Much of the rhetoric responding to each new twist in the ongoing sage-grouse saga is polarized and extreme. However, there is much nuance and uncertainty, and a lot depends on how development and protections are ultimately rolled out. I’d like to think, though, that all sides hope that implementation proceeds in a way that continues to protect this remarkable bird, the intricate ecosystem on which it depends, and the many other species and benefits that the system provides, while also working to support our rural communities.
Hopefully, the “success” of the unprecedented collaborative conservation effort, which gathered many diverse stakeholders to proactively protect the sage-grouse, remains itself protected as conservation activities and development proceed. The sage-grouse’s precarious decline and anticipated ESA listing was halted by massive collaborative and voluntary efforts by diverse stakeholders (including the federal government, 11 western states, and numerous private property owners) put in place over the course of more than a decade. If these hard won protections are rolled back to the point that their initial conservation success is reversed, the results may dampen future collaborative efforts by reducing stakeholders’ expectations that proactive conservation can be successful and persistent. And yet, these types of efforts, which prevent species from reaching irreversibly dire straits, are ever more important in this changing world.

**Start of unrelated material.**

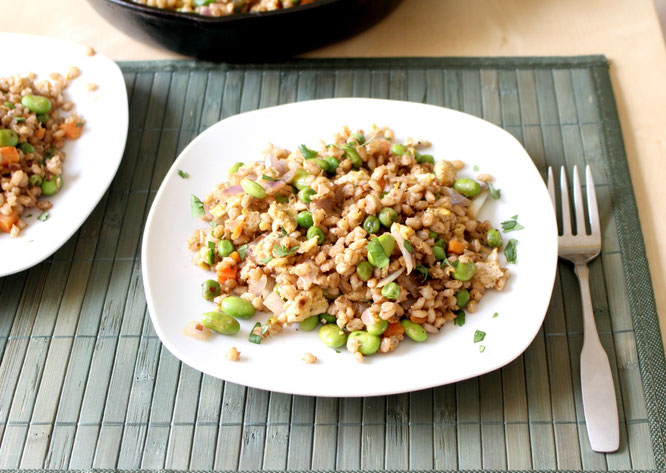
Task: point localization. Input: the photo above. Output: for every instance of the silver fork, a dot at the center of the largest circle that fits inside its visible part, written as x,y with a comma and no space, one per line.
595,374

Partnerships and cooperation like those for sage-grouse bring a critical cross-cutting approach to conservation efforts, bridging gaps between public and private landowners and across state lines, and helping to overcome the challenges to provisioning public goods. The future promise of these types of collaborations is bolstered by success stories that can be highlighted for their positive social and environmental outcomes. Hopefully, as implementation of sage-grouse conservation efforts continue, even with its ongoing uncertainty, it can end up as a success story for the bird and people that can encourage future proactive conservation to help protect our Nation’s natural heritage and communities.